I've always been curious what this place looked like inside, and it's nothing like what I imagined. Thanks for the peek, Nicki.

fluffernutter said:

It's a spectacular place and until Sept 11 was open to the public. There's even a public park out front. It's really worth going -- maybe if you offer to take the whole first grade class...

The Egyptian Lacker said:

Do me a favor: Have those guys call HVUD and reveal their secrets. Out here in West Bellevue the water reeks of chlorine and often times a vinyl plastic odor too.

In order to drink the stuff here I use this first:

http://www.newwaveenviro.com/premium-10-stage-water-filter-p-86.html

fluffernutter said:

The water is not happy there. That's the problem. Your water filter is making it happy.

ScottJ said:

"The water is not happy there."

Understandable.

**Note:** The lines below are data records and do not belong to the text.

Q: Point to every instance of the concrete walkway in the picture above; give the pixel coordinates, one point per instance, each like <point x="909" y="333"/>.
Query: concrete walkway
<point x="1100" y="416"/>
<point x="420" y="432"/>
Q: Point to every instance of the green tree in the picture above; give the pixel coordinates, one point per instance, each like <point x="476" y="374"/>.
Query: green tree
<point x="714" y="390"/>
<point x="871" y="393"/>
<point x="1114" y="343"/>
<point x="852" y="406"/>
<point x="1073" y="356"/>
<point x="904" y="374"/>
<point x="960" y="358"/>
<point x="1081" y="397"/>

I'm never happy when I'm in Bellevue either.

claudia (cook eat FRET) said:

well, here in brenthood the tap water is undrinkable. i guess we pay extra for that...

The Egyptian Lacker said:

Fluffernutter: That's a stupid thing to say. Water supplies are a municipal service. There are federal standards that have to be met which, by my suggestion, are not in compliance it seems. Your logic and humour fails me.

The Egyptian Lacker said:

Scott - no problemo, dood. I like it when you are not here either, douchebag.

The Egyptian Lacker said:

Claudia:

http://www.brentwood-tn.org/

water department quote:

"Water is purchased from the Harpeth Valley Utility District and Metro Nashville."

Welcome to the club.

fluffernutter said:

I asked about compliance while I was at the plant. There were, I believe, a couple of noncompliance incidents last year that involved late paperwork rather than the water itself. There's a water quality report here that I read all the way through, but felt it was too much detail for a blog post.
http://www.nashville.gov/water/qualityrpt.htm

If you're interested, you can probably get copies of the noncompliance documentation.

claudia (cook eat FRET) said:

egyptian lacker - get up on the wrong side of bed this morning? yowza!

KevinB said:

I've always thought the tap water in Bellevue was some of the best in the state. And I've had people at my house that live in different parts of the state (or different states altogether) tell me they can't believe how good the tap water is here.